The IRS has various task forces auditing all section 419, section 412(i), and other
plans that tend to be abusive. These plans are sold by most insurance agents. The IRS
is looking to raise money and is not looking to correct plans or help taxpayers. The
fines for being in a listed, abusive, or similar transaction are up to $200,000 per year
(section 6707A), unless you report on yourself. The IRS calls accountants, attorneys,
and insurance agents "material advisors" and also fines them the same amount, again
unless the client's participation in the transaction is reported. An accountant is a material
advisor if he signs the return or gives advice and gets paid. More details can be found on
http://www.irs.gov and http://www.vebaplan.com.
Bruce Hink, who has given me written permission to use his name and circumstances,
is a perfect example of what the IRS is doing to unsuspecting business owners. What
follows is a story about how the IRS fines him $200,000 a year for being in what they
called a listed transaction. Listed transactions can be found at http://www.irs.gov. Also
involved are what the IRS calls abusive plans or what it refers to as substantially similar.
Substantially similar to is very difficult to understand, but the IRS seems to be saying, "If
it looks like some other listed transaction, the fines apply." Also, I believe that the
accountant who signed the tax return and the insurance agent who sold the retirement
plan will each be fined $200,000 as material advisors. We have received many calls
for help from accountants, attorneys, business owners, and insurance agents in similar
situations. Don't think this will happen to you? It is happening to a lot of accountants
and business owners, because most of theses so-called listed, abusive, or substantially
similar plans are being sold by insurance agents.
Recently I came across the case of Hink, a small business owner who is facing $400,000
in IRS penalties for 2004 and 2005 because of his participation in a section 412(i) plan.
(The penalties were assessed under section 6707A.)
In 2002 an insurance agent representing a 100-year-old, well established insurance
company suggested the owner start a pension plan. The owner was given a portfolio of
information from the insurance company, which was given to the company's outside CPA
to review and give an opinion on. The CPA gave the plan the green light and the plan was started.
Contributions were made in 2003. The plan administrator came out with amendments to
the plan, based on new IRS guidelines, in October 2004.
The business owner's insurance agent disappeared in May 2005, before implementing the
new guidelines from the administrator with the insurance company. The business owner
was left with a refund check from the insurance company, a deduction claim on his 2004
tax return that had not been applied, and no agent.
It took six months of making calls to the insurance company to get a new insurance agent
assigned. By then, the IRS had started an examination of the pension plan. Asking
advice from the CPA and a local attorney (who had no previous experience in these
cases) made matters worse, with a "big name" law firm being recommended and over
$30,000 in additional legal fees being billed in three months.

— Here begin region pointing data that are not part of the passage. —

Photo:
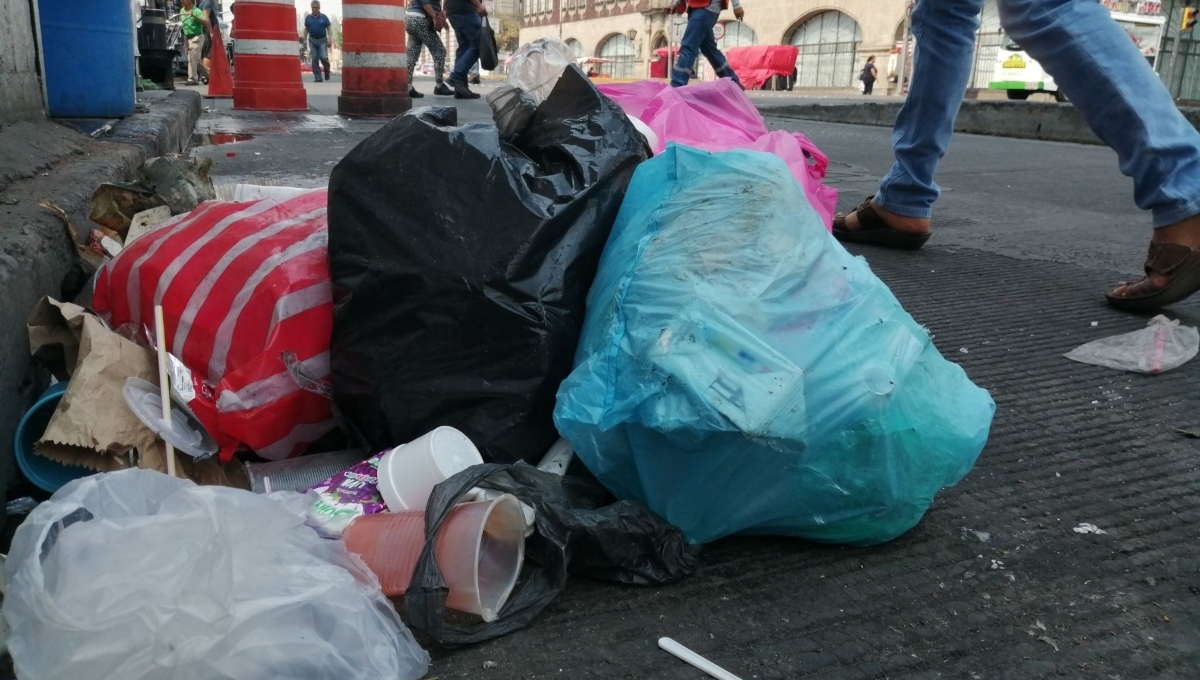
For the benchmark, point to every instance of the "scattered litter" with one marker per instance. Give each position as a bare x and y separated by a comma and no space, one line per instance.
300,474
694,659
114,204
579,531
984,536
1162,345
198,582
145,221
179,181
730,413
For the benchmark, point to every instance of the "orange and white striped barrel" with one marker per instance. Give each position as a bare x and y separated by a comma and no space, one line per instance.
267,56
375,72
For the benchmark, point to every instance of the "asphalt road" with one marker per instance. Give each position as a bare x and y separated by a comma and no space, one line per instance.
999,581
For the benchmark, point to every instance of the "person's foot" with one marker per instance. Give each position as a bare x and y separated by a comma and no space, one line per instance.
893,221
1163,269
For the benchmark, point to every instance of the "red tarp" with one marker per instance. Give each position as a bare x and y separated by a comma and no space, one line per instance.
755,65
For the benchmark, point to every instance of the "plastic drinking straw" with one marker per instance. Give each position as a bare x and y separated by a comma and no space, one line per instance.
694,659
160,329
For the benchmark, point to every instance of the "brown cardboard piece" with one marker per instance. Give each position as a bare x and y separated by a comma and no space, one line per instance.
93,426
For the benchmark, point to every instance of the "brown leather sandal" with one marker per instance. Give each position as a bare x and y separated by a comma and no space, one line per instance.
874,230
1180,263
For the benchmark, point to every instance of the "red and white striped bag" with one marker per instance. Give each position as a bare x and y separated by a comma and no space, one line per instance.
247,298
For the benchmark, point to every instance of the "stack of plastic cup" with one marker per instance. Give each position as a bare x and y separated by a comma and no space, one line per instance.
408,473
480,551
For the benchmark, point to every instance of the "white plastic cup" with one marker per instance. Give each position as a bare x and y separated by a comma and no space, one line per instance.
408,473
480,551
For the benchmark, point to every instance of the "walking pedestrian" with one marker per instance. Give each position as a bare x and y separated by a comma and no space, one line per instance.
193,25
210,12
1111,84
869,74
316,32
467,19
425,20
697,38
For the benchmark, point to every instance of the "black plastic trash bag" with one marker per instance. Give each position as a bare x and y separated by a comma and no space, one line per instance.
461,264
489,56
577,533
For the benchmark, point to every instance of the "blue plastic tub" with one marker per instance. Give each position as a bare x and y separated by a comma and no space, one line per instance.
88,58
45,474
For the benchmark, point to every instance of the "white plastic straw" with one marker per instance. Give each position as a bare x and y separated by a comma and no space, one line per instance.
163,385
694,659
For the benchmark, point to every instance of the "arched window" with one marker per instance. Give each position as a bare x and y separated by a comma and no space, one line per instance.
828,44
623,54
737,35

To make a long story short, the audit stretched on for over 2 ½ years to examine a 2-
year-old pension with four participants and the $178,000 in contributions. During the
audit, no funds went to the insurance company, which was awaiting formal IRS approval
on restructuring the plan as a traditional defined benefit plan, which the administrator
had suggested and the IRS had indicated would be acceptable. The $90,000 in 2005
contributions was put into the company's retirement bank account along with the 2004
contributions.
In March 2008 the business owner received a private e-mail apology from the IRS agent
who headed the examination, saying that her hands were tied and that she used to believe
she was correcting problems and helping taxpayers and not hurting people.
The IRS denied any appeal and ruled in October 2008 the $400,000 penalty would stand.
The IRS fine for being in a listed, abusive, or similar transaction is $200,000 per year for
corporations or $100,000 per year for unincorporated entities. The material advisor fine
is $200,000 if you are incorporated or $100,000 if you are not.
Could you or one of your clients be next?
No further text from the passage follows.